Asian Chicken Noodle Bowl (Printable version)

Tender chicken and fresh vegetables in savory-sweet sauce over noodles

# What You'll Need:

→ Protein

01 - 1 lb 2 oz boneless, skinless chicken breast or thighs, thinly sliced

→ Marinade & Sauce

02 - 3 tablespoons tamari or low-sodium soy sauce
03 - 1 tablespoon fish sauce
04 - 2 tablespoons rice vinegar
05 - 1½ tablespoons honey
06 - 2 tablespoons toasted sesame oil
07 - 2 tablespoons neutral oil such as canola or sunflower
08 - 3 cloves garlic, minced
09 - 1 teaspoon freshly grated ginger
10 - 1 teaspoon chili flakes or Sriracha, optional for heat

→ Noodles

11 - 8.8 oz dried rice noodles or wheat noodles

→ Vegetables

12 - 1 medium carrot, julienned
13 - 1 small cucumber, thinly sliced
14 - 1 bell pepper, thinly sliced
15 - 4 spring onions, sliced
16 - 3.5 oz bean sprouts
17 - 2 tablespoons fresh cilantro, chopped

→ Garnishes

18 - 2 tablespoons toasted sesame seeds
19 - Lime wedges for serving

# How-To Steps:

01 - In a medium bowl, whisk together tamari, fish sauce, rice vinegar, honey, sesame oil, neutral oil, garlic, and ginger.

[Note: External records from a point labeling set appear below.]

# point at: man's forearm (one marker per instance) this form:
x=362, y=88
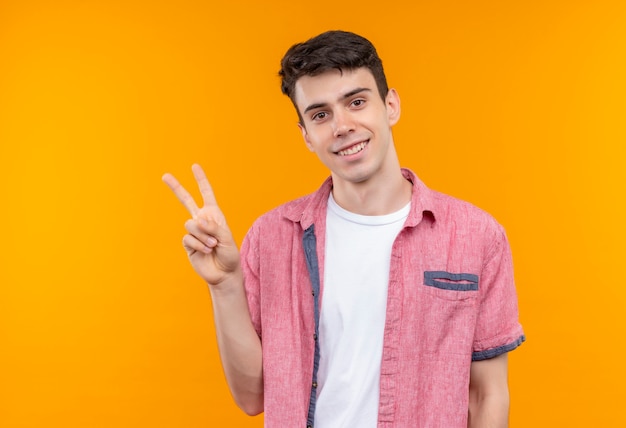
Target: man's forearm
x=239, y=345
x=489, y=412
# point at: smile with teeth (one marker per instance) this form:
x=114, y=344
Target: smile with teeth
x=353, y=149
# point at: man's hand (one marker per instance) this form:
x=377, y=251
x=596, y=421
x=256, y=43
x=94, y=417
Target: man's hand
x=209, y=243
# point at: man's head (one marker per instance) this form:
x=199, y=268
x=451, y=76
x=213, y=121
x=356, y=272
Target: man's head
x=332, y=50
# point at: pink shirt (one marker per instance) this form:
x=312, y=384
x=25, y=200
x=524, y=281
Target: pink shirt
x=451, y=299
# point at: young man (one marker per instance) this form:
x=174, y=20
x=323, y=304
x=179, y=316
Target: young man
x=374, y=301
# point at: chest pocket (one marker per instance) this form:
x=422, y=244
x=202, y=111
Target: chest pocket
x=451, y=286
x=450, y=301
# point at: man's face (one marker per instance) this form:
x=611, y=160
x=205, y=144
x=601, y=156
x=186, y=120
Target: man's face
x=347, y=124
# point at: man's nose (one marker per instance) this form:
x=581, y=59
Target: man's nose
x=343, y=124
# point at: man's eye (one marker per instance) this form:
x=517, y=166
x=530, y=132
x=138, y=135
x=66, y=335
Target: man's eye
x=358, y=103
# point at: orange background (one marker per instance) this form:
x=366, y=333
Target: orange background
x=518, y=107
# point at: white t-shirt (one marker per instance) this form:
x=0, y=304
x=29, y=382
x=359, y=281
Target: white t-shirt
x=352, y=317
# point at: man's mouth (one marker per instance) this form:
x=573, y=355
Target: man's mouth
x=353, y=149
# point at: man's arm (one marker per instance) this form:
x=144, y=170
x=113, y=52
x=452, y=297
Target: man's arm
x=489, y=393
x=215, y=257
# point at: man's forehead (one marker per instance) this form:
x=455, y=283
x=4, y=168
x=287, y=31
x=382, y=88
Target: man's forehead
x=332, y=85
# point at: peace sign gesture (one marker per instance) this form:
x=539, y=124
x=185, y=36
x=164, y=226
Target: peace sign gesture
x=209, y=243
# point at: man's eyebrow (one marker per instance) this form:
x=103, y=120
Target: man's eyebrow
x=343, y=97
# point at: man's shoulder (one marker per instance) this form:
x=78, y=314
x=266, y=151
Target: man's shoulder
x=457, y=210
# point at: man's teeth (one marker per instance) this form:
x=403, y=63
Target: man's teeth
x=354, y=149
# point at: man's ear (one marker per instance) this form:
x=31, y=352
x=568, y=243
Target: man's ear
x=305, y=136
x=392, y=102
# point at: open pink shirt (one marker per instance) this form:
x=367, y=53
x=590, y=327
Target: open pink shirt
x=451, y=300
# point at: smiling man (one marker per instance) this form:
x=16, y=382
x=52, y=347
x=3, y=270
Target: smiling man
x=373, y=302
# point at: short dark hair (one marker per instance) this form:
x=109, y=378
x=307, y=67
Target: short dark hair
x=332, y=50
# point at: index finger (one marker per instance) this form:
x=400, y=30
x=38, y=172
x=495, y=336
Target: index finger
x=203, y=184
x=181, y=193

Divide mixture in half; reserve one portion for finishing sauce and use the other half to coat the chicken. Allow chicken to marinate for 15 minutes.
02 - Bring a pot of water to a boil and cook rice noodles according to package instructions. Drain thoroughly and rinse with cold water to stop cooking. Set aside.
03 - Heat a large skillet or wok over medium-high heat. Add marinated chicken and cook for 5 to 7 minutes until cooked through and lightly browned on edges. Remove from heat.
04 - Divide cooked noodles evenly among four serving bowls. Arrange cooked chicken, julienned carrot, sliced cucumber, bell pepper strips, bean sprouts, and spring onions on top of noodles.
05 - Drizzle reserved sauce over each bowl. Top with fresh cilantro, toasted sesame seeds, and a squeeze of lime juice. Serve immediately with additional chili flakes or Sriracha on the side if desired.

# Expert Hints:

01 -
  • It comes together in 40 minutes flat, which means you can have a restaurant-quality dinner on a weeknight without the guilt of ordering out.
  • The sauce is pure magic, balancing sweet, salty, and tangy in a way that makes every vegetable taste ten times better than it should.
  • Leftovers actually taste better the next day, and you can eat them straight from the fridge if you're desperate for lunch.
02 -
  • Don't skip the cold water rinse on the noodles, or they'll stick together in a clump and your bowl becomes a tangled mess instead of something you want to eat.
  • The reserved sauce makes all the difference—cooking half of it into the chicken and drizzling the fresh half over the finished bowl creates layers of flavor that a single sauce just can't achieve.
03 -
  • Prep everything before you touch the stove, and this whole dinner becomes effortless assembly theater rather than frantic chopping.
  • Make a double batch of sauce and keep it in the fridge—it lasts about a week and transforms plain grilled chicken, roasted vegetables, or rice bowls into something craveable.